Shriram Finance seeks RBI license to become primary dealer in government debt

Sandip Raj Gupta

    08/Apr/2025

  • Shriram Finance seeks RBI approval to become a primary dealer for underwriting sovereign debt and enhancing trading liquidity.

  • The firm plans to set up a new entity as part of its application, expanding into India’s fast-growing government bond market.

  • With rising foreign investment and infrastructure push, Shriram aims to strengthen integration into the Indian financial ecosystem.

Shriram Finance Seeks RBI License to Become Primary Dealer in Government Bond Market

Shriram Finance Ltd., a leading non-banking financial company (NBFC) in India, has applied for a primary dealership (PD) license from the Reserve Bank of India (RBI) to underwrite sovereign debt, according to sources familiar with the development.

If approved, Shriram Finance will join a select club of banks and securities firms responsible for ensuring successful auctions of government bonds and maintaining liquidity in the bond market. The move signifies the firm’s intent to broaden its participation in India’s growing financial markets, especially amid a surge in public infrastructure investment and rising foreign interest.


New Entity to Be Set Up for PD Business

As part of its plan, Shriram Finance intends to launch a separate entity dedicated solely to the primary dealership operations.

  • The application is currently under review by the RBI.

  • Officials declined to comment publicly as the matter is still under regulatory consideration.

  • The central bank has also not issued any official statement regarding this application.

A PD license would allow Shriram Finance to underwrite government securities (G-Secs) and participate in auctions, a significant step for a company that traditionally operates in consumer lending segments like vehicle finance, personal loans, and gold loans.


India’s Bond Market: Rapid Growth & Strategic Importance

India’s bond market is undergoing a phase of rapid growth, catalyzed by both domestic infrastructure spending and foreign capital inflows.

  • The outstanding central government debt stood at ₹112.5 trillion ($1.3 trillion) as of April 7, 2025.

  • In 2024, India was added to JPMorgan’s Global Bond Index, attracting higher foreign portfolio investment in bonds.

  • Insurance companies, pension funds, and sovereign funds have also increased their allocations to long-term government securities.

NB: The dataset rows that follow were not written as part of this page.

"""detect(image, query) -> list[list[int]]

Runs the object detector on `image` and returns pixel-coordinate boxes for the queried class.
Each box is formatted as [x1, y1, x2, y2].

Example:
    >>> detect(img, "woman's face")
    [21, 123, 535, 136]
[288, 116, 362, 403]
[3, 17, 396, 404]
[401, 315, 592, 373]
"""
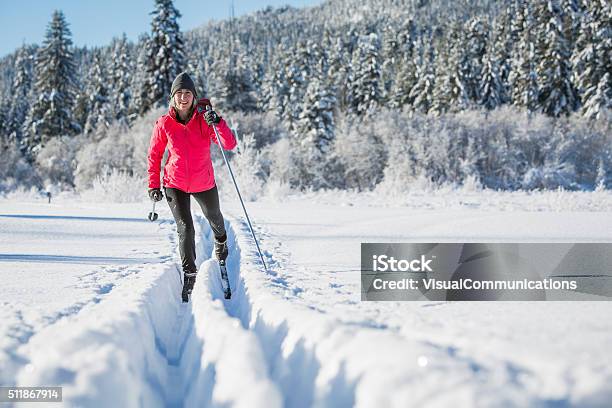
[174, 89, 193, 113]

With the bond market becoming central to India’s fiscal and capital market strategy, the need for capable primary dealers is crucial. These entities ensure that the government's borrowing program is executed smoothly without major disruptions to the financial system.


Limited and Exclusive PD Status in India

Currently, there are only seven standalone primary dealers and 14 banks that operate PD departments under RBI regulations.

  • These dealers are required to underwrite government bond auctions and provide two-way quotes in secondary markets, enhancing liquidity and investor confidence.

  • The RBI follows a highly selective process in granting PD licenses due to the critical role these institutions play in market stability.

Shriram Finance’s foray into this elite group would mark a significant shift from its traditional NBFC operations and align the company more closely with mainstream financial institutions.


Strategic Shift for Shriram Finance

Known primarily for its consumer-centric lending model, Shriram Finance has grown rapidly in India’s vehicle loan and small-ticket finance segments.

  • This step into the sovereign bond space represents a strategic diversification into capital markets.

  • It would allow the firm to strengthen relationships with institutional investors, bolster its balance sheet via G-Sec holdings, and expand its financial product base.

Analysts say the move could help reduce funding costs over time by gaining access to more liquid instruments and market-based pricing mechanisms.


Why This Matters for the Indian Financial System

The inclusion of new players like Shriram Finance in the PD ecosystem may lead to:

  • Greater depth in the bond market, particularly in lower-rated or longer-duration instruments.

  • Increased competition, potentially improving bid-to-cover ratios in auctions.

  • A more resilient government borrowing process, especially in volatile times.

With India’s fiscal plans heavily reliant on long-term sovereign debt, expanding the number of robust PDs is vital for sustaining economic growth and financing infrastructure projects.


Conclusion: A Bold Bet by a Shadow Lender

Shriram Finance’s move to become a primary dealer signals a new phase in the evolution of India’s NBFC sector, where firms are seeking to align closer with the core financial architecture of the country.

While the RBI’s approval process is stringent, the company's financial strength, diversified lending base, and ambitions in the capital markets may strengthen its case.

This development, if approved, could reshape Shriram’s role in India’s financial system, elevating it from a consumer lender to a capital market participant with influence over the nation’s sovereign debt dynamics.